This is the mail archive of the
java-patches@gcc.gnu.org
mailing list for the Java project.
Bug in natString.cc / command line args wrong
- From: Martin Kahlert <martin dot kahlert at infineon dot com>
- To: java at gcc dot gnu dot org
- Cc: java-patches at gcc dot gnu dot org
- Date: Thu, 19 Sep 2002 11:52:14 +0200
- Subject: Bug in natString.cc / command line args wrong
- Reply-to: martin dot kahlert at infineon dot com
Hi!
Here is a bug i found with the help of a Solaris 2.8 iconv bug.
Here is a patch:
--- natString.cc.old Thu Sep 19 11:20:47 2002
+++ natString.cc Thu Sep 19 11:21:44 2002
@@ -506,7 +506,7 @@
converter->setInput(bytes, offset, offset+count);
while (converter->inpos < converter->inlength)
{
- int done = converter->read(array, outpos, avail);
+ int done = converter->read(array, outpos, count);
if (done == 0)
{
jint new_size = 2 * (outpos + avail);
@@ -520,6 +520,7 @@
{
outpos += done;
avail -= done;
+ count -= done;
}
}
converter->done ();
converter->read takes the number of chars to convert, not the number
of bytes available in the output buffer!
Here is the long version of the description:
As you might know the default encoding on Solaris is "646".

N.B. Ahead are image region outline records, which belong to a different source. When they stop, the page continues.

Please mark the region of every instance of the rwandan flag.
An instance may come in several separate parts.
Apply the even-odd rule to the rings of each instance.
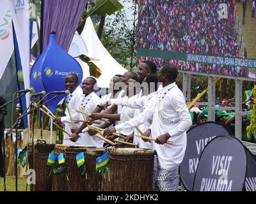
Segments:
[[[81,152],[76,156],[76,163],[77,167],[80,168],[84,163],[84,152]]]
[[[103,170],[108,167],[109,164],[109,158],[108,157],[109,152],[107,152],[101,157],[96,159],[96,171]]]
[[[58,162],[59,163],[59,164],[65,163],[63,153],[60,154],[59,156],[58,156]]]
[[[19,156],[20,155],[20,152],[22,150],[21,149],[18,149],[17,150],[17,154],[14,153],[14,161],[16,159],[16,155],[17,155],[17,163],[20,161],[20,158],[19,158]]]
[[[245,101],[250,100],[252,96],[252,90],[247,90],[244,92],[244,98]]]
[[[49,154],[49,157],[47,159],[47,166],[52,166],[55,163],[56,159],[57,158],[57,156],[54,154],[50,153]]]

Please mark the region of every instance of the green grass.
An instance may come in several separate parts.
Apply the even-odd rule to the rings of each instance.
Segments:
[[[6,191],[15,191],[15,177],[6,177]],[[26,191],[27,178],[18,178],[18,191]],[[0,191],[4,191],[4,178],[0,178]],[[28,191],[30,191],[30,187],[28,186]]]
[[[242,26],[242,34],[244,36],[245,48],[247,52],[248,58],[256,58],[256,15],[254,18],[251,17],[252,2],[247,3],[246,11],[245,12],[245,24],[243,25],[243,6],[241,3],[237,3],[236,6],[238,8],[238,20]],[[237,36],[238,37],[238,36]],[[243,50],[239,50],[239,54],[242,55]]]

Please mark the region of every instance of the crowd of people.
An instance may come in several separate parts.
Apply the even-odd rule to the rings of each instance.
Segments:
[[[243,110],[250,112],[253,105],[253,98],[248,101],[244,101],[242,104]],[[221,99],[217,97],[215,101],[215,108],[234,107],[233,110],[224,110],[220,109],[216,111],[216,122],[221,123],[227,126],[230,131],[231,135],[235,135],[235,119],[236,119],[236,101],[234,98],[230,99]],[[202,122],[208,121],[208,107],[204,106],[195,105],[190,109],[190,113],[193,121],[193,125],[196,126]],[[246,127],[250,125],[251,114],[242,117],[242,140],[252,143],[256,143],[256,138],[254,135],[248,135]]]
[[[228,5],[228,18],[219,17],[219,1],[141,1],[139,8],[138,46],[156,50],[239,57],[235,29],[234,3]],[[166,23],[168,22],[168,24]],[[166,26],[168,25],[168,26]],[[157,66],[170,61],[152,60]],[[232,76],[244,76],[243,68],[172,60],[178,69]]]
[[[106,147],[108,141],[115,140],[155,150],[153,189],[179,191],[179,166],[192,121],[183,94],[175,84],[177,69],[168,64],[161,68],[157,75],[156,71],[153,62],[143,61],[137,73],[115,75],[109,84],[111,92],[101,98],[94,91],[95,78],[85,78],[81,87],[77,76],[70,74],[65,77],[65,87],[70,92],[65,99],[68,106],[66,116],[54,120],[65,126],[65,145]],[[140,89],[135,85],[138,84]],[[155,138],[155,142],[137,137],[140,131]],[[105,139],[95,136],[97,133]],[[120,135],[119,138],[114,133]]]

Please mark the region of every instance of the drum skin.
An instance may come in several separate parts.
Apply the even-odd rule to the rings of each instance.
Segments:
[[[109,173],[102,178],[102,191],[150,191],[154,151],[141,149],[112,149]]]
[[[58,145],[55,147],[56,154],[63,153],[65,161],[67,164],[67,173],[52,176],[52,191],[84,191],[86,180],[81,175],[81,171],[77,168],[76,156],[81,152],[85,153],[86,147],[79,146],[67,147]]]
[[[104,153],[106,149],[86,149],[85,163],[86,165],[87,179],[86,179],[86,191],[99,191],[104,176],[99,171],[96,172],[96,159]]]

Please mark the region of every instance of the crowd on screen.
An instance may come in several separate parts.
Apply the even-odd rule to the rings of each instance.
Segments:
[[[138,46],[158,50],[239,57],[233,1],[228,5],[228,18],[219,18],[220,1],[141,1],[139,7]],[[153,60],[157,66],[169,61]],[[178,69],[191,71],[244,76],[243,68],[191,63],[173,60]]]

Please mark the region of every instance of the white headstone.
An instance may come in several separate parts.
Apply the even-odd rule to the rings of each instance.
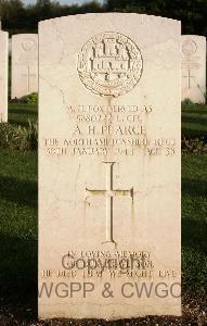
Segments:
[[[39,25],[40,318],[181,314],[180,37],[139,14]]]
[[[12,36],[12,99],[38,91],[38,35]]]
[[[8,121],[8,42],[9,34],[0,30],[0,123]]]
[[[206,101],[206,38],[182,35],[182,101]]]

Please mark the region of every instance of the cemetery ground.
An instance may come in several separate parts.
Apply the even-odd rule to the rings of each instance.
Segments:
[[[27,126],[28,118],[37,121],[37,105],[10,104],[13,127]],[[183,105],[182,139],[182,319],[108,323],[37,322],[37,150],[11,149],[0,141],[0,326],[207,324],[207,105]]]

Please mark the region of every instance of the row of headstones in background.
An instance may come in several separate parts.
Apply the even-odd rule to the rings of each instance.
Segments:
[[[1,78],[2,90],[0,121],[8,118],[7,79],[8,34],[1,32]],[[12,53],[11,97],[21,98],[38,91],[38,35],[14,35],[9,43]],[[206,98],[206,38],[196,35],[182,36],[182,100],[205,103]],[[5,73],[4,73],[5,72]],[[3,104],[4,103],[4,104]]]
[[[41,318],[181,314],[180,38],[140,14],[39,24]]]
[[[205,103],[206,38],[182,36],[182,100]],[[38,35],[12,37],[12,99],[38,91]]]

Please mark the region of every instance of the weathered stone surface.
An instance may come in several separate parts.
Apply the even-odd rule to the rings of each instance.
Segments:
[[[12,99],[38,91],[38,35],[12,36]]]
[[[206,38],[182,35],[182,100],[206,101]]]
[[[138,14],[39,25],[40,318],[181,313],[180,37]]]
[[[0,123],[8,121],[8,42],[9,34],[0,30]]]

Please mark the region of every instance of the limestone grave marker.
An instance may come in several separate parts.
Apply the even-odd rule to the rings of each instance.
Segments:
[[[12,99],[38,91],[38,35],[12,36]]]
[[[181,314],[180,37],[139,14],[39,24],[40,318]]]

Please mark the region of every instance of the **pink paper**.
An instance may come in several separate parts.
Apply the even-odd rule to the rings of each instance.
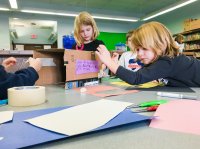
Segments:
[[[150,127],[200,135],[200,102],[176,100],[162,104]]]
[[[105,85],[87,86],[85,88],[87,89],[87,91],[84,93],[102,97],[102,98],[138,92],[138,90],[127,91],[124,89],[120,89],[118,87],[105,86]],[[75,90],[80,91],[80,88],[76,88]]]
[[[98,72],[98,62],[94,60],[76,60],[76,74]]]

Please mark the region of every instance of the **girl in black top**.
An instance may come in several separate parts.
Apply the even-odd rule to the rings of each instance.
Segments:
[[[95,20],[87,12],[81,12],[74,21],[74,38],[76,45],[72,48],[76,50],[96,51],[103,41],[97,40],[99,30]]]
[[[145,64],[137,72],[112,61],[103,45],[97,48],[96,53],[117,77],[129,84],[163,78],[168,86],[200,87],[200,60],[179,54],[179,47],[163,24],[150,22],[142,25],[135,30],[132,44],[137,50],[137,58]]]

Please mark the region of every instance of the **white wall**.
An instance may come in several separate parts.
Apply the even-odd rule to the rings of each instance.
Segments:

Solaris up to 2.7 do not even know what to do with that
encoding (obtained from Solaris' own nl_langinfo (CODESET))
and return an Invalid argument error from iconv_open.
This triggers the switch over to the built in ASCII encoding
in gcj which works fine for me.
Starting with Solaris 2.8 iconv_open succeedes in iconv_open for "646"
so from now on gcj will use that encoding.
If you look inside gnu/gcj/convert/natIconv.cc you find this:
gnu::gcj::convert::Input_iconv::read (jcharArray outbuffer,
jint outpos, jint count)
{
#ifdef HAVE_ICONV
jbyte *bytes = elements (inbuffer);
jchar *out = elements (outbuffer);
size_t inavail = inlength - inpos;
size_t old_in = inavail;
size_t outavail = count * sizeof (jchar);
size_t old_out = outavail;
char *inbuf = (char *) &bytes[inpos];
char *outbuf = (char *) &out[outpos];
....
Thus outavail is set to twice the number of input characters.
Now look at this program:
#include <iconv.h>
#include <stdlib.h>
#include <stdio.h>
#define OUTSIZE 2
int main(int argc, char *argv[])
{
char inbuffer[] = "a";
char *inbuf = inbuffer;
size_t inavail = 1;
char buffer[OUTSIZE];
size_t outavail = sizeof(buffer);
char *outbuf = buffer;
iconv_t h = iconv_open ("UCS-2", "646");
size_t r;
if (h == (iconv_t) -1)
{
perror("iconv_open");
return 1;
}
r = iconv(h, &inbuf, &inavail, &outbuf, &outavail);
if (r == (size_t) -1)
{
perror("iconv");
return 1;
}
printf("inavail = %d outavail = %d\n", inavail, outavail);
return 0;
}
With the current setting of OUTSIZE = 2 Solaris 2.8 spits out
iconv: Arg list too long
If OUTSIZE >= 4 it works. Some of Sun's people seem to have a
problem with their math ;-)
The problem above came up in prims.cc (function JvConvertArgv).
It runs into natString.cc:
java::lang::String::init (jbyteArray bytes, jint offset, jint count,
jstring encoding)
and here into this loop:
while (converter->inpos < converter->inlength)
{
int done = converter->read(array, outpos, avail);
if (done == 0)
{
jint new_size = 2 * (outpos + avail);
jcharArray new_array = JvNewCharArray (new_size);
memcpy (elements (new_array), elements (array),
outpos * sizeof(jchar));
array = new_array;
avail = new_size - outpos;
}
else
{
outpos += done;
avail -= done;
}
}
Because there is a fall through in gnu::gcj::convert::Input_iconv::read for
E2BIG the value returned by converter->read for done is 0.
Now the array size is doubled and the next call succeeds but with the number
of the input characters doubled. The resulting string is strange, of course.
The above patch fixes this bug resulting in an infinite loop on Solaris 2.8 ;-)
Any idea, how to handle this Solaris 2.8 iconv bug?
You should only have to enlarge the output buffer but is this doable inside
gnu::gcj::convert::Input_iconv::read at all?
Thanks
Martin.
--
The early bird catches the worm. If you want something else for
breakfast, get up later.